The fervor and acidity of the DNC message had over reached thinking the overall success of Obama’s election and a Congressional super majority were a mandate to finally shift the country into a left leaning socialists hybrid akin to China’s modern flavor of communism. Obama continuously used the unpopularity of Bush as a president as an excuse for all his troubles, up to his most recent State of the Union address to America. Liberals had believed the perfect storm of popularity, bad economic times, war fatigue, and continued social liberalism were signals for them to socialize the US by instituting a permanent government take over of many private sectors of American society.
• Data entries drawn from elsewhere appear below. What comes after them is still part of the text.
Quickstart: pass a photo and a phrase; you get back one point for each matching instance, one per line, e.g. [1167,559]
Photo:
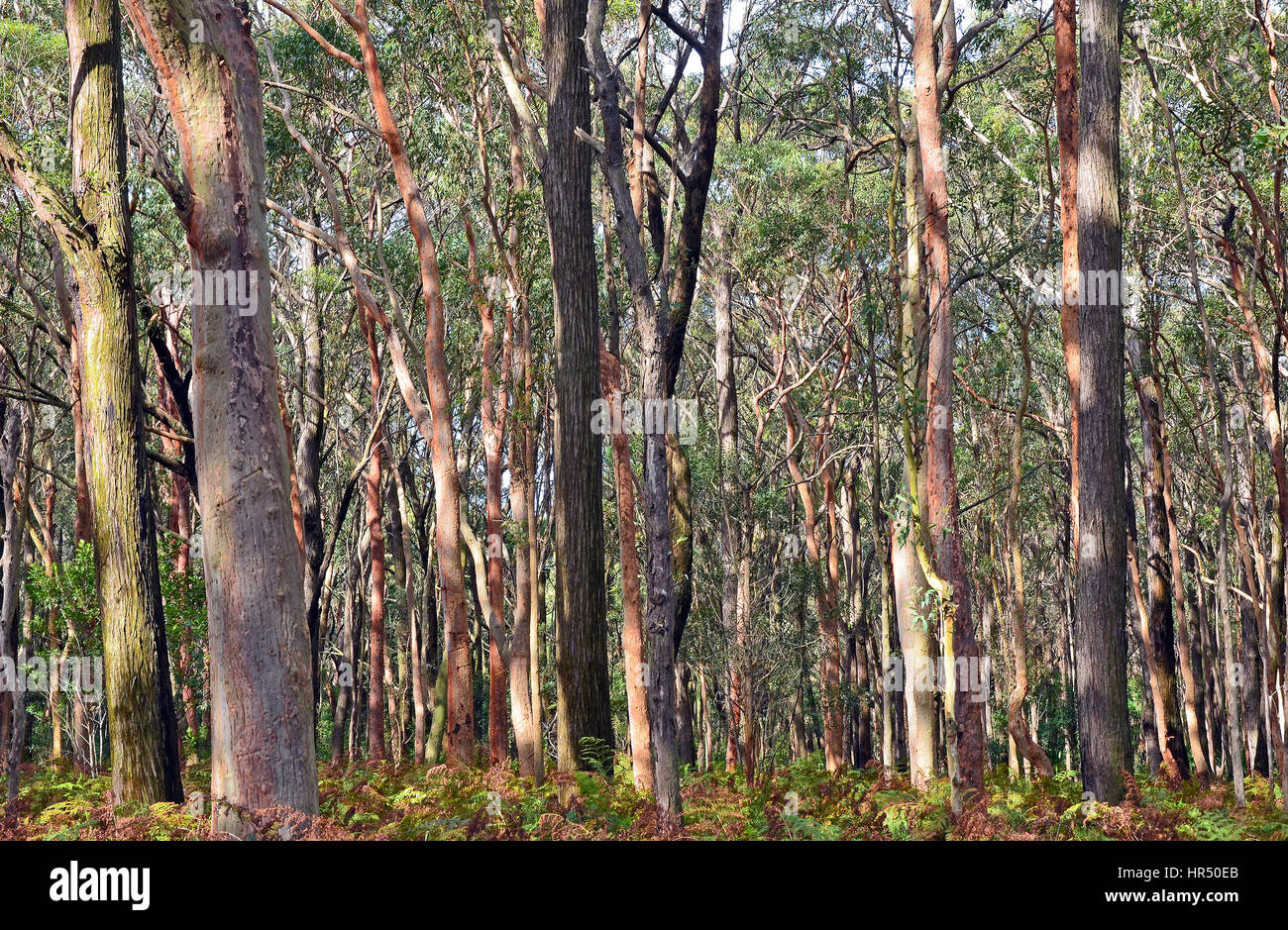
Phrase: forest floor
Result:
[798,802]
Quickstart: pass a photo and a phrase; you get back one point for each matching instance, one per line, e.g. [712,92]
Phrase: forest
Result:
[643,419]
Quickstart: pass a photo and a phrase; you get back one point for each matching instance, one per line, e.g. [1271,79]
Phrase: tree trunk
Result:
[1100,643]
[585,721]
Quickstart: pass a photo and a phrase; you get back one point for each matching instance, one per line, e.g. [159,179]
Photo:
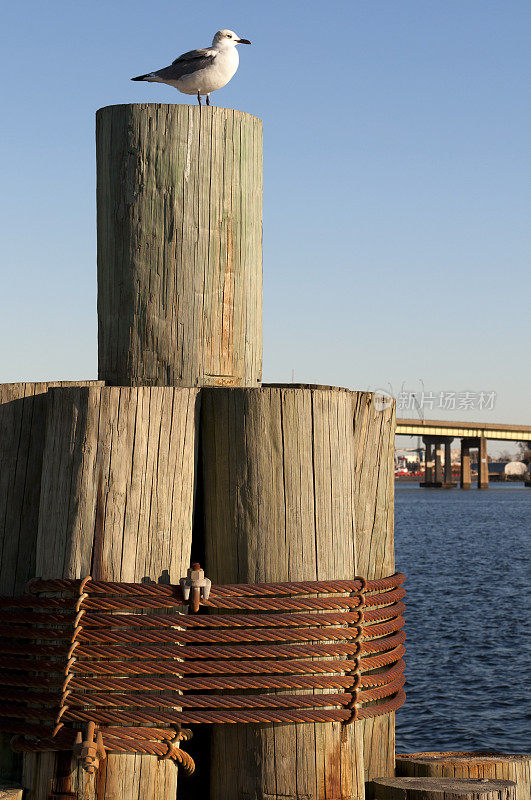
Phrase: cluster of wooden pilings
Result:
[178,451]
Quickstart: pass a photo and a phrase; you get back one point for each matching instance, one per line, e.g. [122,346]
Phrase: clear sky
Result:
[397,200]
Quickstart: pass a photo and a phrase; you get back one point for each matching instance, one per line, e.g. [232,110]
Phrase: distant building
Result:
[516,468]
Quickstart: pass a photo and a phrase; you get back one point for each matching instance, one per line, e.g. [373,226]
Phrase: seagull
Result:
[201,71]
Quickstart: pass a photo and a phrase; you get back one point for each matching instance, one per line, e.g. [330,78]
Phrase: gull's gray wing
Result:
[189,62]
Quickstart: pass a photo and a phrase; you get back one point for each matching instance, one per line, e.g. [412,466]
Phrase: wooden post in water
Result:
[444,789]
[116,503]
[179,305]
[283,477]
[179,246]
[481,765]
[23,408]
[374,443]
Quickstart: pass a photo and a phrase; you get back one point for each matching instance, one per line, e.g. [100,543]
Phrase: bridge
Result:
[474,435]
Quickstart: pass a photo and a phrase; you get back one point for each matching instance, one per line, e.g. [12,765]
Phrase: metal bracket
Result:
[195,587]
[91,750]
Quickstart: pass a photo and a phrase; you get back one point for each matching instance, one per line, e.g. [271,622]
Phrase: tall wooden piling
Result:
[179,246]
[117,503]
[282,482]
[297,480]
[374,439]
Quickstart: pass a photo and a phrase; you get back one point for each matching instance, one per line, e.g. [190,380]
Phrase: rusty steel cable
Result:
[78,654]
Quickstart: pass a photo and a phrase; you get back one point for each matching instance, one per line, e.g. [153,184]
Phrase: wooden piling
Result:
[179,245]
[444,789]
[374,443]
[23,408]
[281,477]
[117,503]
[479,764]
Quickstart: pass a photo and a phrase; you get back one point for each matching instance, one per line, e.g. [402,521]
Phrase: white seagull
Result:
[202,71]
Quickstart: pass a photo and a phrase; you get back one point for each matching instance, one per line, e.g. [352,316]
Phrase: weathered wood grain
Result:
[279,500]
[116,502]
[374,437]
[10,791]
[480,764]
[22,429]
[179,245]
[443,789]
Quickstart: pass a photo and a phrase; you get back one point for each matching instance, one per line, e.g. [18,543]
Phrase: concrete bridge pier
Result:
[437,476]
[468,444]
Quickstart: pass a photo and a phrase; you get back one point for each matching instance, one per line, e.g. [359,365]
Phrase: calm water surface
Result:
[467,561]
This was most recently met with a renewed back lack led by independents and conservatives and not the far right fringe or the GOP as the left initially thought. Over the past 35+ years the far left went from fringe to mainstream of their party and now have little tolerance toward anyone or anything standing in their way, including members of their own party. The sense of urgency has taken hold giving their party an air of nervousness, arrogance, and hysteria seldom seen in politics. The DNC has been hijacked and their ideology is no longer cohesive with that of conservatives, independents, or even moderate liberals. Where we used to see the ultimate goal as improving America as a nation of self reliant and hard working peoples who would steer their own destiny instead of a government doing so for them is now lost to the liberals. The actions, discussions, and admissions of plans thus far show they are determined to mover the country beyond self reliance to something akin to subservience and dependence on government. This concludes Part 2. We have seen the origins and now the radicalization of the party. Part 3 will look at where this is ultimately going, from a logical point of view. The problem many have had with mainstream liberals of late is they have refused to believe their true intent and mission. Unless we wake up and demand the party moderate itself I fear the country is in for a very turbulent period. If conservatives give up and don’t push past breaking the legislative majority this November then it will just come back, as seen in 1976, 1992, and 2008. This needs to be taken more seriously and seen as an ideological battle as serious as that between radical Islam and the West.